Finding myself unemployed for the second time in four years isn't exactly fun. I did a lot of the grunt work of job searching back in the Spring and Summer of 2007 and I know the drill, and the issues. A very good and generous friend who I met by way of The Comics Curmudgeon blog walked me through the steps of doing a somewhat more advanced job search. One of the resources he had me tap was a book that listed all of the businesses in the state of Pennsylvania...alphabetically by location. This is somewhat less useful than you might think. Locations tend not to cluster alphabetically. Likely locations for potential employers in this area, for example, are located in Scranton, Wilkes-Barre, Hazleton, and in dozens of smaller townships and municipalities in-between. Olyphant borders Disckson City, and both are on the outskirts of Scranton, which is also near Clarks Summit and Avoca and Moosic, which are near Pittston, which is near Wyoming and Exeter and Plymouth and...and in a book of employers listed alphabetically by location, Nanticoke comes just before Nanty Glo, and Wilkes-Barre is near Williamsport, and Pittston comes after Pittsburgh. If there were some profit in it, I would sit down and recreate this guide grouping employers by county. Maybe the local Chambers of Commerce have already done something like this. Maybe.
(Apparently, this list was compiled back in 2006. Which doesn't make it super super useful in 2011.)
During the bee-grinding process of flipping back and forth through this massive (and frequently wildly inaccurate) volume of Pennsylvania employers, I was able to determine that the majority of local industries fell into three categories:
1. Plastics and associated manufacturing.
2. Processed and frozen food production.
3. Military materiel and related support.
This doesn't cover everything done in Northeastern Pennsylvania, but it did cover about 75% of what was in that book, which was probably current as of sometime in 2006. With the exception of major errors, such as the way a random employee (and someone with whom I worked as a DVD molding operator these past three years) was listed as the primary contact for my then-former-and-future employer, or the way another division of the same company was listed as a whole other company.
None of which really thrills me.
New employers have come to the area since that time. One major new industry has arisen in the last ten years: warehousing. Kind of an obvious fit in an area with cheap real estate (= cheap storage space), an inexpensive workforce, and easy access to major highways. Call centers have also popped up, some flash-in-the-pan deals, some with more staying power.
I'm interested in an industry that doesn't exist - despite my best efforts to summon it into being.

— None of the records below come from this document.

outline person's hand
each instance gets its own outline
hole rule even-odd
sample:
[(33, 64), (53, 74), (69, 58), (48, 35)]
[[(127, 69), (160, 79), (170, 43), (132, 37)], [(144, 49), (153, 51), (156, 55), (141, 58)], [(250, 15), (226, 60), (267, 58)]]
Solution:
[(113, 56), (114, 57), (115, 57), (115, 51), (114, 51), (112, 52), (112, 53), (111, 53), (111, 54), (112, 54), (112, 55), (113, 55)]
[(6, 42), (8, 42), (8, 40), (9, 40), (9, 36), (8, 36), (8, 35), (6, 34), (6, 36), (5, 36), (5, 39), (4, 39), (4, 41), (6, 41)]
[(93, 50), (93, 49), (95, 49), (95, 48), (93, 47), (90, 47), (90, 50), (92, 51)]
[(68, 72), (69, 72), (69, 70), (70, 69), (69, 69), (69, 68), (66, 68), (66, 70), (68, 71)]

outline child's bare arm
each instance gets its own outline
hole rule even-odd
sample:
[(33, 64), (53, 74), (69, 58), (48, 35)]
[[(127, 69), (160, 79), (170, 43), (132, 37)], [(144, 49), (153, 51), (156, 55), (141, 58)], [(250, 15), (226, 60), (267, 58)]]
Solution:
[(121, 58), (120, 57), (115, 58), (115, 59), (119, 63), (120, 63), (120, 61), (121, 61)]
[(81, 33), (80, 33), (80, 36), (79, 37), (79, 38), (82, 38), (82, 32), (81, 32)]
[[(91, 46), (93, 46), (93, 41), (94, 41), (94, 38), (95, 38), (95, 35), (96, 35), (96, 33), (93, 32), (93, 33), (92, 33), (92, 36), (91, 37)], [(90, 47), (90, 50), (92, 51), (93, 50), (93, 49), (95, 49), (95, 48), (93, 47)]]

I think the term you would use at this stage is "green energy infrastructure." Not green energy per se, but rather the things that make green energy work. Generating electricity from wind requires turbines, and those turbines have to be built somewhere. Generating electricity from solar energy requires solar cells and solar panels, and those things need to be built somewhere. Electric and hybrid cars are built around rechargeable lithium-ion batteries, and those batteries need to be built - you guessed it - somewhere.
The closest somewhere for wind turbines is apparently York, PA. The somewheres for solar cells and solar panels include Delaware (a linear descendant of my old employer from twenty years ago, I think) and China. The somewhere for lithium-ion batteries is out in the Midwest. Nobody, as far as I can tell, made any real effort to bring any of this stuff here to Northeastern Pennsylvania.
Instead what we have is a boom in natural gas extraction. Fracking of Marcellus Shale. A process which will render groundwater poisoned, land scarred and unusable, and a lot of boom towns gone bust when the drillers have moved on.
And, ironically, the "coal country" parts of Northeastern PA, the parts which still bear the scars and the damage from 19th and 20th century coal mining, will not be a part of this. The geological processes which cooked dead vegetation into coal apparently also cooked out a significant amount of the trapped natural gas. So while we are spared the direct environmental damage of this new industry, we will also be denied any economic benefits associated with it, however short-term they may be.
Leaving me with...what?
Time to start the search all over again.